With the octo method the reg had very minimal outer salivary contact or none but was also sitting in a holder getting rinsed for a while and any viruses have a better chance of getting washed off.
That’s the difference I see.

Beyond that I think either system works fine provided it’s correctly functional and the divers know what they’re doing.
 
So testing the octo is out???

You really no idea is that is working or not. I was trained to actually test my regs, so I do while diving I switch at least once. I know for a fact I have 2 working second stages.

Again if I pass something that I don't even know I have to you I'm sorry but your alive. The cost benefit analysis of 2 dead or bent diver instead of 1, or 0 is worth the meniscal risk.

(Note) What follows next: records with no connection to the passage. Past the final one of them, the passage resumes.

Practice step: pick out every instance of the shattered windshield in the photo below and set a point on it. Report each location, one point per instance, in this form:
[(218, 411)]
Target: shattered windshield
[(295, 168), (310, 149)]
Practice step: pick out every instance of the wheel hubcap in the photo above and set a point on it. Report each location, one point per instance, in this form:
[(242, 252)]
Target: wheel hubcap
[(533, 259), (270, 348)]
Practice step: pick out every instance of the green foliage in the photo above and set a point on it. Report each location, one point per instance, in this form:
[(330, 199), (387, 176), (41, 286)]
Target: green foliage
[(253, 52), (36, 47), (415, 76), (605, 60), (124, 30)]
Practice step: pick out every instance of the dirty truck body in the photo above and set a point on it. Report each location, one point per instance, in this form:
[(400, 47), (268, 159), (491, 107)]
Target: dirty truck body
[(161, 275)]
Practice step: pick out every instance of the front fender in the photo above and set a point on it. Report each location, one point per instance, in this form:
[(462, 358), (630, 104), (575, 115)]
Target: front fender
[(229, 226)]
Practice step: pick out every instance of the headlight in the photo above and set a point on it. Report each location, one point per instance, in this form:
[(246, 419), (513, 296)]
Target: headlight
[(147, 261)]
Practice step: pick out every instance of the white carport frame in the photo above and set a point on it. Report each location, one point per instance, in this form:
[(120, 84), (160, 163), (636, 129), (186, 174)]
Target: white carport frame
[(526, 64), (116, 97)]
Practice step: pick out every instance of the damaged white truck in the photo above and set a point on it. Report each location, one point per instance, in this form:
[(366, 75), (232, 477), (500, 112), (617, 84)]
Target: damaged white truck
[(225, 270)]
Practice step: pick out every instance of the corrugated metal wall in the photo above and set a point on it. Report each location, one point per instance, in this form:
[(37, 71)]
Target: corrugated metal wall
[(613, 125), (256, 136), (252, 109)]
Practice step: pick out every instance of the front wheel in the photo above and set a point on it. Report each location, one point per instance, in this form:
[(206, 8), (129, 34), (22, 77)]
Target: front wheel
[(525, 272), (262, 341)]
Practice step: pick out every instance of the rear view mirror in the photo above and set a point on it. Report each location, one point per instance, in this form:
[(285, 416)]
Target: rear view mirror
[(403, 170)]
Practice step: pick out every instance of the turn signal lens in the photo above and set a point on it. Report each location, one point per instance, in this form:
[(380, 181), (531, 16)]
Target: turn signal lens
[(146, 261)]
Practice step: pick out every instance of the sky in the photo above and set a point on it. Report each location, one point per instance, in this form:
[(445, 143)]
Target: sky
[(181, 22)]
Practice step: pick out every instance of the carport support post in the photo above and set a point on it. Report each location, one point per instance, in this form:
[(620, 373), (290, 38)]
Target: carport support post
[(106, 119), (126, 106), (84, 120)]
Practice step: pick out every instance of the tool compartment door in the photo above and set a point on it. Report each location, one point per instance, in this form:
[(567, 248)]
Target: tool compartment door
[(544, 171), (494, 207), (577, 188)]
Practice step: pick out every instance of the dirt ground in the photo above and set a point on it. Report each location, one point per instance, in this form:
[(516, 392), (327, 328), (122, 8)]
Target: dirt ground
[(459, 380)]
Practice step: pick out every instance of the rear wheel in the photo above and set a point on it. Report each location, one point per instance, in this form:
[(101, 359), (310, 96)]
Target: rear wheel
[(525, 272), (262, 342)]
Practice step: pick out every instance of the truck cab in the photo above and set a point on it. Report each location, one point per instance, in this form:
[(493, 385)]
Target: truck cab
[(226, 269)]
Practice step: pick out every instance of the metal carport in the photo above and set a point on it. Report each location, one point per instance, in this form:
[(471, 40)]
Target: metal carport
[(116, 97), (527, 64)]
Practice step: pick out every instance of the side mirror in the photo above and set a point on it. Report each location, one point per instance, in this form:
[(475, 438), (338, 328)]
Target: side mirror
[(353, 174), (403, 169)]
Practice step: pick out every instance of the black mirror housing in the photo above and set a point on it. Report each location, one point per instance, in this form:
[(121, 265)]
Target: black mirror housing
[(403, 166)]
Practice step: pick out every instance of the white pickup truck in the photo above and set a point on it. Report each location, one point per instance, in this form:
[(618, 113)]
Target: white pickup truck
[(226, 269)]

The real question is why do tech and cave divers dive this way. They are the most extreme among us, I would think they know what they are doing.
 
That’s the difference I see.
And it's a valid difference, but if we are talking about virus living on a surface, once you're mouth on the mouthpiece, it's contaminated. There's definitely some studying that'd need to be done to see what if any difference there are there. When we are talking about the odds of a real OOA emergency combined with the odds of someone actually being ill but being asymptomatic and being contagious and the difference in viral load on the mouthpiece after doing an underwater handoff... We are probably talking the difference between 0 cases and 0 cases depending on method.